Considerable efforts were made to ensure that neither the patients nor the dentist performing the tests were aware of which group and sequence the child HSP activation was allocated to. Blinding of the chair-side assistant was not possible, as

she was administering the drugs. The patients could probably have been aware of the sedative effect of inhalation of N2O/O2. As this is part of the pharmacological effect of the dug, it could not be disguised, but patients were carefully instructed, not to communicate with the dentist performing the tests. Furthermore, the dentist only entered the operatory, performed the tests and left the operatory again without having any communication with the patients. Thus, bias due to these factors seems to have been reduced as much as practically possible. A suggestion for further studies could be to have asked the participants to guess whether they had received placebo or N2O/O2 Alpelisib mouse as a check of the blinding. The present study was conducted as a crossover trial with random allocation to two sequences. The strength of this design

is usually considered to be an increase in statistical power, as the patient is serving as his/her own control.

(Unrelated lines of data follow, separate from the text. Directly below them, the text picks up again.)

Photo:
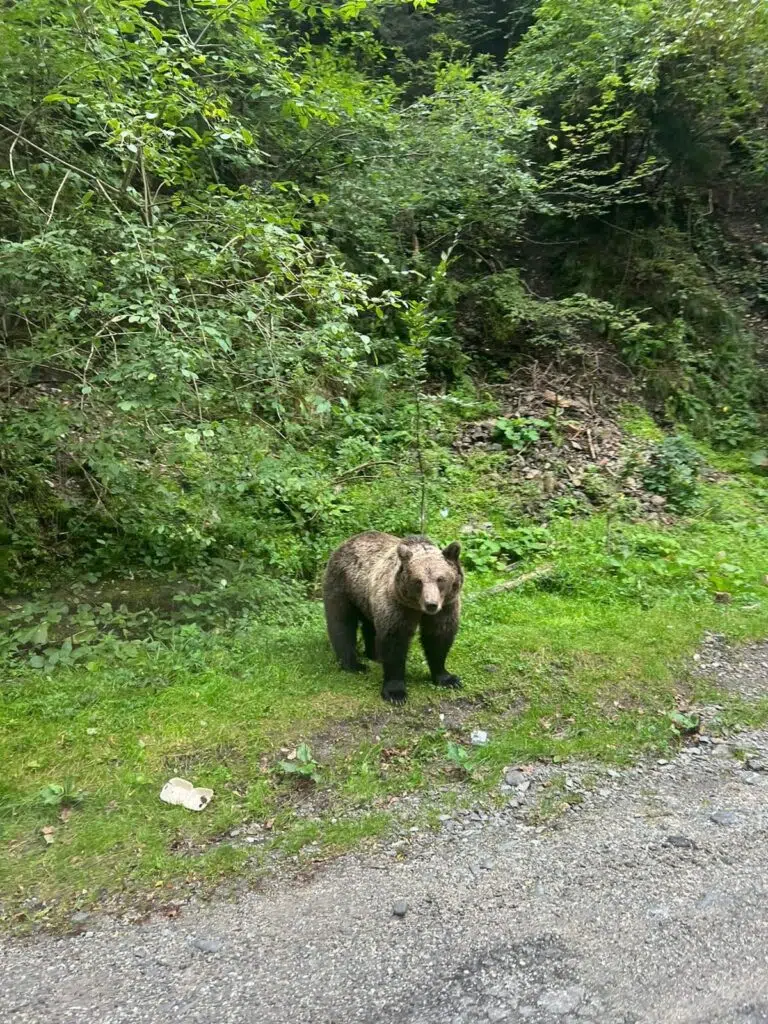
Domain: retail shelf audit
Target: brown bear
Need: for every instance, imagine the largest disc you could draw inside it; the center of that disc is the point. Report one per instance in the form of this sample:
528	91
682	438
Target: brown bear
391	587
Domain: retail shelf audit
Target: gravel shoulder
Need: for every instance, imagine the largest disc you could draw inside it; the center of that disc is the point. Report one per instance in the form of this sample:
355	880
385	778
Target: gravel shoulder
645	905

Power calculations performed prior to the study based on pilot data from children from the same population and of the same age showed that a minimum of 28 patients in each group was needed to identify a 25% reduction in tooth-pulp pain sensitivity for α = 0.05 and β = 0.80. Power calculations also showed that approximately 200 individuals in each group would be necessary to obtain the same power in a parallel group design. Recruiting children of 12–15 years for at study like the present proved to require considerable effort and time. Furthermore, it required complicated negotiations with authorities to obtain the required

approval for the study. Thus, any reduction in number of subjects needed selleck products can save considerable resources. In spite of the fact that N2O/O2 inhalation is commonly seen as a successful method to obtain acceptance of restorative treatment in children and adolescents, the present study has not been able to show any analgesic effect on tooth-pulp pain sensitivity, but did find a 20% reduction in pressure-induced pain of the jaw muscles, Thus, the success of N2O/O2 inhalation in restorative paediatric dental care must also be caused by other factors. First of all, the sedative effect would result in a more relaxed patient, who would react later – and maybe less precisely – on painful treatment. This is supported be the finding that the discomfort of the children from the two experimental tests was not influenced by the inhalation of N2O/O2. Secondly, many of the other unpleasant stimuli, the patient received during restorative treatment, like muscle discomfort from having to keep the mouth open for a long time, etc. may be less disturbing when sedated.